Question

I have a class method (outside of a view) who needs the logged user's information. How can i retrieve the logged in user without passing the request to the method? Unfortunately i can't find nowhere a nice solution and it's not logical just not exist such a way to do it, because Django should store somewhere the logged in user. Otherwise (i believe) it would be impossible to use @login_required decorator from django.contrib.auth.decorators. Right?

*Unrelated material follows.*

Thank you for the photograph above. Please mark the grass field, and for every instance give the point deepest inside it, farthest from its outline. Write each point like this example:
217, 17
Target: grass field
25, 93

So if it's not possible why it's not? Why Django works like this if the only think i want is the logged in user and not all the informations inside request?

Thanks in advance.

Was it helpful?

Solution

About decorators, it is wrong. Actually decorators called with request argument.

I believe better way is that passing user or request object to class's method. But there are other ways to access request.

Here is the code that we use. You need to add this middleware to MIDDLEWARES. And import & calling get_request function.

Update July 2017: Tested with Python 3.6.1 and Django 1.10.7, based in the original code from this answer and in the Writing your own middleware documentation.

  • First create a new app, ie. startapp request_middleware.
  • Then add "request_middleware" to your INSTALLED_APPS in settings.py.
  • After that paste the code bellow in, ie. request_middleware.middleware.py.
  • Finally add "request_middleware.middleware.RequestMiddleware" to your MIDDLEWARE in settings.py (In my case I've placed it in between 'debug_toolbar.middleware.DebugToolbarMiddleware' and 'django.middleware.security.SecurityMiddleware' as far above the list as I could).

# request_middleware.middleware.py

from threading import current_thread

_REQUESTS = {}


class RequestNotFound(Exception):
    def __init__(self, message):
        self.message = message


def get_request():
    thread = current_thread()
    if thread not in _REQUESTS:
        raise RequestNotFound('global request error')
    else:
        return _REQUESTS[thread]


class RequestMiddleware(object):
    def __init__(self, get_response):
        self.get_response = get_response

    def process_request(self, request):
        _REQUESTS[current_thread()] = request

    def __call__(self, request):
        self.process_request(request)
        response = self.get_response(request)

        return response

After that simply do from request_middleware.middleware import get_request in order to use get_request in your code.